= Mburi Muiru =

Kenyan politicians

Mbūri Alex Mūthengi  Mūirū (born 23 September 1967 in Tharaka Nithi) is a Kenyan politician and a member of the 10th and  11th parliament of Kenya for Thakara Constituency in Thakara County.

== Education and career ==
Mūirū was born in Tharaka in 1967 and attended Igumo Primary School from 1975 to 1983 before proceeding to Tharaka Boys High School where studied from 1983 to 1986. In 1988, he earned his A-Level certificate from Kanyankine Boys High School and studied at the University of Nairobi for a bachelor's degree from 1989 to 1992. He worked at the Ministry of Lands, Kenya as a settlement officer from 1997 to 2000 and rose through the ranks to the position of principal settlement officer before he resigned in 2007.

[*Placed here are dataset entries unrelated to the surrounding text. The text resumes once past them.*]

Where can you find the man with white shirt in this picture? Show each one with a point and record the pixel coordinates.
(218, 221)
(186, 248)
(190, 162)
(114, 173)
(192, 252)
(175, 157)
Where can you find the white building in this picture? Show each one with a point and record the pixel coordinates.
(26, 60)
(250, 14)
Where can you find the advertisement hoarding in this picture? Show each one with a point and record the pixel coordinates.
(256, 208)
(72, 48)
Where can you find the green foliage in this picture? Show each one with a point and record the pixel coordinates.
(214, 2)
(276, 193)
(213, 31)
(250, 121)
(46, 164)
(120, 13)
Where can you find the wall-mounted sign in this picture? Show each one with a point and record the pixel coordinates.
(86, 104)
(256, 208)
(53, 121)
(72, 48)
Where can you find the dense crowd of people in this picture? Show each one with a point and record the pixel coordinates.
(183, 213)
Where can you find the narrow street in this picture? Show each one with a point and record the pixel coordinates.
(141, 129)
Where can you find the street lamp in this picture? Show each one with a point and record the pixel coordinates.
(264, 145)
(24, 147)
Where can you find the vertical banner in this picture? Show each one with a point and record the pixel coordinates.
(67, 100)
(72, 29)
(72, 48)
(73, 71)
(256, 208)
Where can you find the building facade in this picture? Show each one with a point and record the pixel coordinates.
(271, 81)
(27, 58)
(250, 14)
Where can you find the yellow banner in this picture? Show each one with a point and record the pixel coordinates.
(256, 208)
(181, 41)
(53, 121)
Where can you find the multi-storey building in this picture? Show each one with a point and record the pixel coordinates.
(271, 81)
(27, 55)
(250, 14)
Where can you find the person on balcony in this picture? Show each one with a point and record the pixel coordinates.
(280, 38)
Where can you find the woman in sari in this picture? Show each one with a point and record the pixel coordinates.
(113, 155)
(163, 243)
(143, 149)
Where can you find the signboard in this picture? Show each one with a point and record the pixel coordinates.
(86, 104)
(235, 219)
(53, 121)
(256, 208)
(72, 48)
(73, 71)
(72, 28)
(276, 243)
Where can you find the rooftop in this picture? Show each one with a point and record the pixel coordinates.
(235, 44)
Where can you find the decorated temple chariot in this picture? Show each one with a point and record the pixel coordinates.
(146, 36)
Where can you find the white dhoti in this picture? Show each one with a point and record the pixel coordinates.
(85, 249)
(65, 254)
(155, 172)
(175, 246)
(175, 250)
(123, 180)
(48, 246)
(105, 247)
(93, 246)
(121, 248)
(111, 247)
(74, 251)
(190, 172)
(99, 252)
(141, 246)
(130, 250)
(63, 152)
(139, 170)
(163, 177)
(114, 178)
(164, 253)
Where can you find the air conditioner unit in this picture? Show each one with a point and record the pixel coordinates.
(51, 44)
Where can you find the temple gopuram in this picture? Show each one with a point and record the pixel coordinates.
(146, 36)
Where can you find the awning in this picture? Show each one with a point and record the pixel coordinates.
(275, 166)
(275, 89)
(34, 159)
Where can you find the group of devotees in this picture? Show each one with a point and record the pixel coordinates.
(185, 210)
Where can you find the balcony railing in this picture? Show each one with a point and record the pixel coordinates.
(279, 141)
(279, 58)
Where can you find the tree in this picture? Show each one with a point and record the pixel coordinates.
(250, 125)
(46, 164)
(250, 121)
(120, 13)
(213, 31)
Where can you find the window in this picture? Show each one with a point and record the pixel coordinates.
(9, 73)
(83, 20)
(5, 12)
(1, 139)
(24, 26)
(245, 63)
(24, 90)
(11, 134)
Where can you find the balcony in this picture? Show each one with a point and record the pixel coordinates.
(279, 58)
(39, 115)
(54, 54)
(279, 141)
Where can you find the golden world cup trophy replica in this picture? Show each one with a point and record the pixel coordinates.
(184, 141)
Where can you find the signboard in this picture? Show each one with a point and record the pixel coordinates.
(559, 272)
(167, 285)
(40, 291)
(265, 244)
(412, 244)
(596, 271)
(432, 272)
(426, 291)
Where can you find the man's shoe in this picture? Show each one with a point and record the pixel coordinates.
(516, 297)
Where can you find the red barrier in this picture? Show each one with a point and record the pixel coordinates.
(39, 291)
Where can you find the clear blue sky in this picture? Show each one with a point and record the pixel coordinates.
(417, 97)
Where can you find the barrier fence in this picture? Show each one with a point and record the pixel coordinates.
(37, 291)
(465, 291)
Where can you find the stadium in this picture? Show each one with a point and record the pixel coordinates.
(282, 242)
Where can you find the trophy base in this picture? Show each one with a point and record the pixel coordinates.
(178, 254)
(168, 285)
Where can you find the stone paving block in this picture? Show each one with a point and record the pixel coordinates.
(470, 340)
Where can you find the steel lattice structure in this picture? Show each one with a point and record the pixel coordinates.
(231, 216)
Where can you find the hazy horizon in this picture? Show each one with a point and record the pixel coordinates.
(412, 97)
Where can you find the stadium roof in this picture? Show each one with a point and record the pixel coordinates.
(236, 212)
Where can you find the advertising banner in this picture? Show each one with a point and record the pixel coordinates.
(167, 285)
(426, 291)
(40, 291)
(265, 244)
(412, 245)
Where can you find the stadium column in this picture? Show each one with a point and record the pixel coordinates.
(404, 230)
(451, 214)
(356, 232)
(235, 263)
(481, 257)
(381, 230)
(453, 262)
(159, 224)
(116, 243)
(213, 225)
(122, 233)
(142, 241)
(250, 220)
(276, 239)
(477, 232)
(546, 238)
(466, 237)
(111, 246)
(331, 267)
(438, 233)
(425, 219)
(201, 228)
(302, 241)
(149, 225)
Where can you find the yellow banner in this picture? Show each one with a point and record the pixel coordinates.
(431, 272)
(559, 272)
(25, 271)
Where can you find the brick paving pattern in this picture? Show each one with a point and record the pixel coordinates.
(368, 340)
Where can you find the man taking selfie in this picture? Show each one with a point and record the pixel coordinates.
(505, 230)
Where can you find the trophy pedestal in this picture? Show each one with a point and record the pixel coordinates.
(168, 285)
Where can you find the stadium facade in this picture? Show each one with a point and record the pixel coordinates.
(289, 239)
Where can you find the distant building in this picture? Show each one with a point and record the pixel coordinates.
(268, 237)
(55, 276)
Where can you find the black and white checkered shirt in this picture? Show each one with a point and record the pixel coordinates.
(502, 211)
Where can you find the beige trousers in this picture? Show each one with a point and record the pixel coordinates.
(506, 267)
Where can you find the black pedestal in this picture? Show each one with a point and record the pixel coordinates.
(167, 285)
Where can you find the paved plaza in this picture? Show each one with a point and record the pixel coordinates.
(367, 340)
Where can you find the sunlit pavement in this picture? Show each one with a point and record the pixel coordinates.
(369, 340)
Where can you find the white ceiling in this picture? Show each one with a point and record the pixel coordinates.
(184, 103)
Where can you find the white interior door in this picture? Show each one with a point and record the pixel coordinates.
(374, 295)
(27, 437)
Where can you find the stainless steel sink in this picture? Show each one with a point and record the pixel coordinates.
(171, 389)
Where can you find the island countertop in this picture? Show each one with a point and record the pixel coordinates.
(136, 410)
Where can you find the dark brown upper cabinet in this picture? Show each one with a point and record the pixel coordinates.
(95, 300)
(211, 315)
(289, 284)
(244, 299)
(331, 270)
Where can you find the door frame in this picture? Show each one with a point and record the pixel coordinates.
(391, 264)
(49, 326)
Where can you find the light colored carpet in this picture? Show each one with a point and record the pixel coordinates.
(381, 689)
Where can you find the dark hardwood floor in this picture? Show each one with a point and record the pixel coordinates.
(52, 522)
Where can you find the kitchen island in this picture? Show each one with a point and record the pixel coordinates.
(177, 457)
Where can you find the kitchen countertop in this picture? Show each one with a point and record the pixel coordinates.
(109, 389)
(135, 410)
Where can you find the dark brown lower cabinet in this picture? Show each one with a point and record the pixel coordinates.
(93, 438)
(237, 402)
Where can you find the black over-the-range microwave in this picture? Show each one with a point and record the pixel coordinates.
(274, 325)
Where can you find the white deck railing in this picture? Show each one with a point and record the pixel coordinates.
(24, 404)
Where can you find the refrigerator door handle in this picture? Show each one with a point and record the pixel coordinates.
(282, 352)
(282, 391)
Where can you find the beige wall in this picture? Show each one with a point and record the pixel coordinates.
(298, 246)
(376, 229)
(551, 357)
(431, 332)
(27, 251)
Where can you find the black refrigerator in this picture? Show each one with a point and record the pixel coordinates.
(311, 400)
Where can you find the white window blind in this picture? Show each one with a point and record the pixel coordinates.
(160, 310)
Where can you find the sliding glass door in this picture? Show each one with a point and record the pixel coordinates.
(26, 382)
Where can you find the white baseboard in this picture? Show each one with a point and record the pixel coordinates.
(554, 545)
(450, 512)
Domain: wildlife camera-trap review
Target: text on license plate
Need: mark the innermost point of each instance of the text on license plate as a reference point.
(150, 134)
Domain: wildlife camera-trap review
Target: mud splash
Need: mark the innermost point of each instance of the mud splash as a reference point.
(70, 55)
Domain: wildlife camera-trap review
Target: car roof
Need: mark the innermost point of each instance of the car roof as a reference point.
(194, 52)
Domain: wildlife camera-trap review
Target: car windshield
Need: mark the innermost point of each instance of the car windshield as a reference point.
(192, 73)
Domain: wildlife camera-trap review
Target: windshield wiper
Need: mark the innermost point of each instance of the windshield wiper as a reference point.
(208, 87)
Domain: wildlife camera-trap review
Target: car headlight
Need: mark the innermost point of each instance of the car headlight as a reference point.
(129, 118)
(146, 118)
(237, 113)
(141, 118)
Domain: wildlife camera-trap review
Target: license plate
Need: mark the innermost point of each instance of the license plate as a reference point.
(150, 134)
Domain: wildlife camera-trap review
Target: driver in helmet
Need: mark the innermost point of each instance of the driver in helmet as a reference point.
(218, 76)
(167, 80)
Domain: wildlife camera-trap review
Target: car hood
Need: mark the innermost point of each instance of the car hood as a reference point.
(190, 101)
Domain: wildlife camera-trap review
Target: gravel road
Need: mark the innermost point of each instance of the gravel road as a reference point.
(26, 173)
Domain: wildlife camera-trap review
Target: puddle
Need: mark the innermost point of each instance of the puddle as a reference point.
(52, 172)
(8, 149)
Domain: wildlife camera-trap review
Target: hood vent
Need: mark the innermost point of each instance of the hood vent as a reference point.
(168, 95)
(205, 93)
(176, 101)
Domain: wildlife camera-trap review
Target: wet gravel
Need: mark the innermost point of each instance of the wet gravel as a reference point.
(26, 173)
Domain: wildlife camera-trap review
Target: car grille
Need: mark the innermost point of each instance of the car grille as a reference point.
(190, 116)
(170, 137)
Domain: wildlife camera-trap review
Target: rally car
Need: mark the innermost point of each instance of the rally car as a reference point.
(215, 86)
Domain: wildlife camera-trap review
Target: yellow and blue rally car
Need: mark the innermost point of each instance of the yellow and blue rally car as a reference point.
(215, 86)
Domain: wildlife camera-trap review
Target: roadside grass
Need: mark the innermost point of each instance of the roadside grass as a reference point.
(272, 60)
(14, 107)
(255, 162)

He joined politics in 2007 and was elected to the 10th parliament of Kenya for Tharaka Constituency in Tharaka County on the ticket PNU. He was reelected to the house in 2013 on the ticket of United Republican Party  (URP) and with the support of Jubilee Coalition. He served on the house committees on Lands and Natural Resources and Liaison 10th parliament (2007 – 2013), and a member of Public Accounts and Committee on Implementation. He is recorded to have spoken in the parliament 767 times from 2008 to 2016.